I need to head over to a drop point to pick up a DRV8833 I wasn’t at home to receive. There’s a Home Depot right by there so hopefully they have a better one.

If you had the opportunity to, how would you implement the more informative DMM to help solve the problem here though? The voltage only outputs to the motors when it’s scheduled to rotate by the coding, which the current meter reads at those moments.

gcjr:
i don't see anything wrong with your connections based on your diagram

i would suggest you try controlling just one motor, maybe disconnecting the other motor to verify that your understanding of how it needs to be connected and controlled are correct.

and try changing the speed (pwm). i think it may be a bit ambiguous what it tells you, but may be helpful

Interesting. So if there’s no change in the motor that’s currently connected the issue could be isolated as a coding issue, and not with the physical set-up. That’s a good idea, I’ll try it.

If it does run differently, that would tell me it’s definitely a current issue?...

...if that’s true I’m going to abandon that set-up and try using the new motor board, stepper motors, and Lipo battery.

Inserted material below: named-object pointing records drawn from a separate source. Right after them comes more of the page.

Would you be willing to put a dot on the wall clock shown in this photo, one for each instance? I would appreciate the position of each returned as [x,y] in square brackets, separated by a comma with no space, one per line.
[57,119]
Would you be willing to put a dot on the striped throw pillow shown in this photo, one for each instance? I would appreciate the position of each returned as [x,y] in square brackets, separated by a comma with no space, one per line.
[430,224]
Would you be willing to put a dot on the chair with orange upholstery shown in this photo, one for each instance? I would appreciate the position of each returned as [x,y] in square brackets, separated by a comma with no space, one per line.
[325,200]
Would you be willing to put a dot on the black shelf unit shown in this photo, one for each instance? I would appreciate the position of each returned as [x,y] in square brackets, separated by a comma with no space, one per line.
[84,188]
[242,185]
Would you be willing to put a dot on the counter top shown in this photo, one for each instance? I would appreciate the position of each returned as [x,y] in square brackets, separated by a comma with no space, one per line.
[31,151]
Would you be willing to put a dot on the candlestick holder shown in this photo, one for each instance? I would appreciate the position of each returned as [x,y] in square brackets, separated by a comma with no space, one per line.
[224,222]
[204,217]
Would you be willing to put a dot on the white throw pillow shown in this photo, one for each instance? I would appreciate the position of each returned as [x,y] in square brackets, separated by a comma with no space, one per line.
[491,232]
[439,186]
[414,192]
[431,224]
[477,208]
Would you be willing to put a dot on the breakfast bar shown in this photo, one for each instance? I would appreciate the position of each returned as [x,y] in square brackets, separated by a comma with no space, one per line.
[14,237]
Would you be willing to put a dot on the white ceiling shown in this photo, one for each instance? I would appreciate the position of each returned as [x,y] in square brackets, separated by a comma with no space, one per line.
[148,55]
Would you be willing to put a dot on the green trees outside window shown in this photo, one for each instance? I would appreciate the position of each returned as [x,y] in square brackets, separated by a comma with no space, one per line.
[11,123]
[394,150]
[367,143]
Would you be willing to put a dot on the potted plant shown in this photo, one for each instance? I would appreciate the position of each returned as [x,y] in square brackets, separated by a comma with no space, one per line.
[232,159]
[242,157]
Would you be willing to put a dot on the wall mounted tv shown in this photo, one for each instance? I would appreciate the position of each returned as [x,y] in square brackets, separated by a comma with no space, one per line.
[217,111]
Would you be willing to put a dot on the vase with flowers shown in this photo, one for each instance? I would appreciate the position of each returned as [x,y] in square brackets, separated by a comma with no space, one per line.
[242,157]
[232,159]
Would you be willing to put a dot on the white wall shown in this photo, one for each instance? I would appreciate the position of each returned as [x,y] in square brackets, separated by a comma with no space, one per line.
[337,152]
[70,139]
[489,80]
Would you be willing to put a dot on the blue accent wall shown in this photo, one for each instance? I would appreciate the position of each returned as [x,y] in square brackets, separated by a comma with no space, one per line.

But will the 7.4V Lipo battery not be enough for the two 5V steppers motors (10V) to run properly?

Maybe I should stick with the current DC cable I have.... or maybe use the Lipo for this original DC motor set-up (6V) and the DC cable for the new stepper-motor set-up (10V).

are your working with 2 DC motors or a stepper motor?

i don't understand how if there's insufficient current only one DC motor operates correctly? wouldn't the voltage drop affect both motors?

gcjr: are your working with 2 DC motors or a stepper motor?

i don't understand how if there's insufficient current only one DC motor operates correctly? wouldn't the voltage drop affect both motors?

I’m working with 2 DC motors.

That’s exactly what I’m saying, the voltage drop would be noticeable in the behavior of both motors. They’re not acting erratically they’re just not running at the same time, one runs and then the other in equal segments.

The code is running the motors alternatively instead of at the same time.

Hi, Can you please post a picture of your project so we can see your component layout?

Thanks.. Tom... :)

Are you saying that this alternate running happens both clockwise and counterclock? Or is it still only clockwise?

How long does Motor1 run before it switches over to Motor2?

Instead of guessing what code is running why don't you put some Serial.prints in motorclock(), motorcounter() and brake() so you know exactly what code is being called? If you also print millis() each time you'll also know the exact timing. Post the results.